EC2 lookup fails Network Route component startup in explicit proxy environment #494
Description
Using kube-router-0.2.0-beta.9 on Kubernetes 1.9.9 in an AWS environment that requires an explicit proxy kube-router fails to start the network route controller and fails to properly report the fact it hasn't started, and doesn't appear to fail health checks?
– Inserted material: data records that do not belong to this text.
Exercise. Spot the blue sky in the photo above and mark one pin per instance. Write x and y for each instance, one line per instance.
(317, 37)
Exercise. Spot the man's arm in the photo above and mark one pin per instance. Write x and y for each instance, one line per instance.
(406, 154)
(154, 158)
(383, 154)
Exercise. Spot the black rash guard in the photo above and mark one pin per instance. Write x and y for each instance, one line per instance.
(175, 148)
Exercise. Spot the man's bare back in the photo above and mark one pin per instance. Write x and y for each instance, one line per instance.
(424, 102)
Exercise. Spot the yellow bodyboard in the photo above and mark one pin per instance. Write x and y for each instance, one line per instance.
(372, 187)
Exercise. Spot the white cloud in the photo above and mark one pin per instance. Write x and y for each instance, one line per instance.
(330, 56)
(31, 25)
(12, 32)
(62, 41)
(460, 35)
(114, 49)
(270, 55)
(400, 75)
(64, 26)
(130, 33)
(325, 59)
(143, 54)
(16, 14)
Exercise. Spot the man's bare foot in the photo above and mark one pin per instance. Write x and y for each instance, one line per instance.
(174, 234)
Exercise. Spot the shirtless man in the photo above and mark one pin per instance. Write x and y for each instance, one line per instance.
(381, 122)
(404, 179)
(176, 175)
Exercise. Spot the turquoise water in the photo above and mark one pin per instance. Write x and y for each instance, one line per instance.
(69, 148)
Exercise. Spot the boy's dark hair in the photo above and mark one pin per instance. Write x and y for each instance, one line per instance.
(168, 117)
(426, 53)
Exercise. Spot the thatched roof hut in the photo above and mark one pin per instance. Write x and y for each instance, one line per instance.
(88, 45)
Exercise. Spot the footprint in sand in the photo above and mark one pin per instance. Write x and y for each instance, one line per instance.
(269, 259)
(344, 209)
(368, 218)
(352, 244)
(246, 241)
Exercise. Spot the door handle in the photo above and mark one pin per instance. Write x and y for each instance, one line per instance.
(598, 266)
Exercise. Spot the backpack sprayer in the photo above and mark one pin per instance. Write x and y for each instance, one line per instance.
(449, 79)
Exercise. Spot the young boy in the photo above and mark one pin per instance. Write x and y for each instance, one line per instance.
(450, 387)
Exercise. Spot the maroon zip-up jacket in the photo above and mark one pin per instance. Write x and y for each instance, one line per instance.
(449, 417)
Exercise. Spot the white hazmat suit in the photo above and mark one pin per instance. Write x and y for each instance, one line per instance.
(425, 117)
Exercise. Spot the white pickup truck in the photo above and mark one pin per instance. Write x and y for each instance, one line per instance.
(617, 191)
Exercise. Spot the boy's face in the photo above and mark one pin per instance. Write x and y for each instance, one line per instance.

It appears as part of the network route startup an EC2 check is done, in an environment where EC2 API access is only allowed through a proxy, this call will timeout with this error:
Failed to disable source destination check due to: RequestError: send request failed caused by: Post https://ec2.ap-southeast-2.amazonaws.com/: dial tcp 54.240.195.243:443: i/o timeout
But doesn't progress any further, or fail a healthcheck. My assumption is any outbound call should have a realistic timeout on it, and should fail startup / healthchecks if it fails.
Full startup log:
I0722 23:43:37.722380 1 kube-router.go:186] Running /usr/local/bin/kube-router version v0.2.0-beta.9, built on 2018-07-12T20:56:27+0000, go1.8.7
I0722 23:43:37.725898 1 health_controller.go:145] Starting health controller
I0722 23:43:38.338426 1 network_policy_controller.go:125] Starting network policy controller
I0722 23:43:38.357521 1 network_services_controller.go:250] Starting network services controller
E0722 23:46:39.941020 1 aws.go:61] Failed to disable source destination check due to: RequestError: send request failed
caused by: Post https://ec2.ap-southeast-2.amazonaws.com/: dial tcp 54.240.195.243:443: i/o timeout
If I set environment variables https_proxy etc, the call succeeds and the network route starts up properly:
I0722 23:34:37.054957 1 kube-router.go:186] Running /usr/local/bin/kube-router version v0.2.0-beta.9, built on 2018-07-12T20:56:27+0000, go1.8.7
I0722 23:34:37.058283 1 health_controller.go:145] Starting health controller
I0722 23:34:37.669651 1 network_policy_controller.go:125] Starting network policy controller
I0722 23:34:37.688415 1 network_services_controller.go:250] Starting network services controller
E0722 23:34:38.303122 1 aws.go:58] Node does not have necessary IAM creds to modify instance attribute. So skipping disabling src-dst check.
I0722 23:34:38.318332 1 network_routes_controller.go:199] Starting network route controller
I0722 23:34:38.322797 1 network_routes_controller.go:676] Could not find BGP peer info for the node in the node annotations so skipping configuring peer.
time="2018-07-22T23:34:38Z" level=info msg="Add a peer configuration for:10...." Topic=Peer
time="2018-07-22T23:34:54Z" level=info msg="skipped asn negotiation: peer-as: 64512, peer-type: internal" Key=10.... State=BGP_FSM_OPENSENT Topic=Peer
time="2018-07-22T23:34:54Z" level=info msg="Peer Up" Key=10.... State=BGP_FSM_OPENCONFIRM Topic=Peer
I0722 23:34:54.668324 1 network_routes_controller.go:365] Found node: 10.... to be in different subnet.
I0722 23:34:54.668471 1 network_routes_controller.go:410] Tunnel interface: tun-10... for the node 10.... already exists.